8. How does Paula’s character reflect blind devotion, and what function does her steadfast commitment play in the investigation of cult dynamics?
9. Throughout the novel, consider how Andy’s knowledge of her true origins affects her image of herself and her family history.
10. Examine the family theme and how Andy’s attempt to learn her mother’s past intersects with her own desire for identity in “Pieces of Her.”
Reflection Essays
1. Discuss Andy’s growth throughout Pieces of Her. What does she look like at the start of the novel, and how does she change? What conditions have compelled her to do so?
2. How does Karin Slaughter use the dual narrative structure to create suspense by switching between narratives in 2018 and 1986? In what ways does Jane’s (Laura’s) tale inform and deepen Andy’s?
3. What draws Jane to Nick Harp, and how does her personal background influence their relationship? Why is it so difficult for her to break free from him?
4. Andy feels different from her mother in terms of appearance and behavior throughout the narrative. Is she as distinct from her mother as she believes? What are some of their similarities?
5. Discuss Slaughter’s usage of references to American pop culture, ranging from The Doors to Charles Manson. How do these citations add to the text?
6. Laura Oliver/Jane Queller has a strong connection to music. How does this relationship evolve over time? How does Laura reconnect to music at the end of the story, and how does this relationship represent her newly revealed identity as Jane Queller?
7. Show the reader the gradual unveiling of Jane Queller’s true identity. Why did Slaughter structure the story in this manner?

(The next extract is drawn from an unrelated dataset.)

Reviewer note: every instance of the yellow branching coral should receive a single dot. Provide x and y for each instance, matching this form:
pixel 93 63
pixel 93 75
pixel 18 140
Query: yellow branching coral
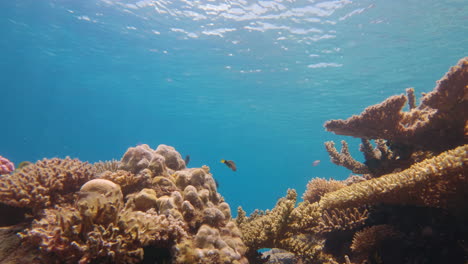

8. Examine Nick Harp’s personality. What is it about him that attracts people and makes him such an effective leader?
9. Discuss Slaughter’s investigation into the notions of “bad guys” and “good guys.” How does she demonstrate the complexities of this concept, and what are the text’s conclusions?
10. Laura Juneau tells Jane (Laura Oliver), “Once a mother, you’re always a mother”. What exactly does she intend by this?